A new study found that walking approximately 8000 steps a day vs 4000 steps can reduce all-cause mortality by 51%.
Higher daily step counts were found to be associated with lower risk of all-cause mortality, according to a new study published in JAMA.
Researchers from the National Cancer Institute (NCI), the National Institute on Aging, and the Centers for Disease Control and Prevention (CDC), also found that the number of daily steps, not intensity of stepping, had a strong association with mortality.
“While we knew physical activity is good for you, we didn’t know how many steps per day you need to take to lower your mortality risk or whether stepping at a higher intensity makes a difference,” said first author Pedro Saint-Maurice, PhD, NCI Division of Cancer Epidemiology and Genetics, in a CDC press release. “We wanted to investigate this question to provide new insights that could help people better understand the health implications of the step counts they get from fitness trackers and phone apps.”
Using data from the National Health and Nutrition Examination Survey, researchers tracked approximately 4800 US adults aged ≥40 years who wore accelerometers for up to 7 days between 2003 and 2006.
Participants were followed for mortality until 2015 via the National Death Index. Associations between death, step number, and intensity were calculated after researchers adjusted for demographic and behavioral risk factors, body mass index, and health status at the start of the study.

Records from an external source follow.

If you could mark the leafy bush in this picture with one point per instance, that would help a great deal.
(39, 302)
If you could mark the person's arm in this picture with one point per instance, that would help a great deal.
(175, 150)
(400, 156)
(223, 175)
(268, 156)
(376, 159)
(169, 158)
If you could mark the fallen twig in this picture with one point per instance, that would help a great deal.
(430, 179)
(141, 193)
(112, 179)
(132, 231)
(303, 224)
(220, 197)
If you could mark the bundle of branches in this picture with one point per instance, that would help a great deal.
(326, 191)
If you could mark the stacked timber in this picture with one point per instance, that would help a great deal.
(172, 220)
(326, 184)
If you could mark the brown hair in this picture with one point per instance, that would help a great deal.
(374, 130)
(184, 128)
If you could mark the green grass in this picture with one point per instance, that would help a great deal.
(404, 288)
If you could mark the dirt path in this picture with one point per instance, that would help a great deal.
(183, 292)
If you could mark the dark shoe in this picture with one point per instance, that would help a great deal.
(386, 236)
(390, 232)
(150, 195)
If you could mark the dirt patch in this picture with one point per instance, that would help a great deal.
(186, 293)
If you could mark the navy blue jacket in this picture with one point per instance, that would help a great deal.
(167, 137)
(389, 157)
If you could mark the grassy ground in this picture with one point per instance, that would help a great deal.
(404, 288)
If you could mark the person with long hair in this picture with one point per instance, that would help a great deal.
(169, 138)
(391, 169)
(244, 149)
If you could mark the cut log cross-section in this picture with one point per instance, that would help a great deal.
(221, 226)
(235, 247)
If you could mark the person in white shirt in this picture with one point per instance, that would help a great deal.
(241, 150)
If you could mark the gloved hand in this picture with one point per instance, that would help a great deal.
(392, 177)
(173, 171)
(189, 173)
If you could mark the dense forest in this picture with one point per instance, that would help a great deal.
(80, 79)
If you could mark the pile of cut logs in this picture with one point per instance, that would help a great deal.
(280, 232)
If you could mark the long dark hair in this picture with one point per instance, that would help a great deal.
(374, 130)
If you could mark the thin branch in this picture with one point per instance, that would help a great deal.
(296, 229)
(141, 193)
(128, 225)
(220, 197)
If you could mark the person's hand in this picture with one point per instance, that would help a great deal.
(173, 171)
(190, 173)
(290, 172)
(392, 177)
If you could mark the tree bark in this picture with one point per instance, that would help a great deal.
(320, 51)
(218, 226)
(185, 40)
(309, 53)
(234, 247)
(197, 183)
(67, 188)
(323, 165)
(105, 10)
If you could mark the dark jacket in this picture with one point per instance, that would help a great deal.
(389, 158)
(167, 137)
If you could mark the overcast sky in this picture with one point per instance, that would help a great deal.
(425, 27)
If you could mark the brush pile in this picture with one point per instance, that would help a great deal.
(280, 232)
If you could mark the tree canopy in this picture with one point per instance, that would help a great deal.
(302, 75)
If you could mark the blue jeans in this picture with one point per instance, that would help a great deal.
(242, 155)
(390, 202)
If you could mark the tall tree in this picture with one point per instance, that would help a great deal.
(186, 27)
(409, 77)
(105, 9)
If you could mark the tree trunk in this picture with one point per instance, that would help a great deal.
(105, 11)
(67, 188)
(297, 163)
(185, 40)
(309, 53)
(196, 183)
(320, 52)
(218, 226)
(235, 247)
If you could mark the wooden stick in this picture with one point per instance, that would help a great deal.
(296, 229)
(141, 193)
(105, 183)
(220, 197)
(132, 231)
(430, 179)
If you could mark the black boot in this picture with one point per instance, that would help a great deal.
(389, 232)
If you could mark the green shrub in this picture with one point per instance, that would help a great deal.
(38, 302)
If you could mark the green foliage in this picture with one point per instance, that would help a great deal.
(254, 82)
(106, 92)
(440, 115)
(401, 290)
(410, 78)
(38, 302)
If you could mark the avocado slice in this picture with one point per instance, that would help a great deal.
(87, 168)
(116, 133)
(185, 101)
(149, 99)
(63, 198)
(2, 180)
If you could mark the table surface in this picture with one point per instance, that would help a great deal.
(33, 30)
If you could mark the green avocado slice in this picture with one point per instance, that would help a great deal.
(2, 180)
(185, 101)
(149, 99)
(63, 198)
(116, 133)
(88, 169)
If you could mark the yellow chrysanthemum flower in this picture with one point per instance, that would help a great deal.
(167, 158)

Results showed that taking 8000 steps/day was associated with a 51% lower risk for all-cause mortality vs walking 4000 steps/day. Taking 12000 steps/day was associated with a 65% reduced risk vs 4000 daily steps.
In analyses of subgroups, higher step counts were associated with lower all-cause mortality rates among men and women; among younger and older adults; and among white, black, and Mexican-American adults. Secondary outcomes showed higher daily step counts were associated with lower rates of death from cardiovascular disease and cancer.
To the researchers’ surprise, there was no association seen between step intensity and mortality risk after accounting for the total number of daily steps. They noted that future studies are warranted to further examine this relationship.
Even though researchers controlled for factors that could have affected the results, the study was observational and, therefore, cannot prove causality.
The results do provide more evidence that patients should continue to keep active, especially during the current coronavirus pandemic that has forced a large portion of the population to stay indoors for the foreseeable future.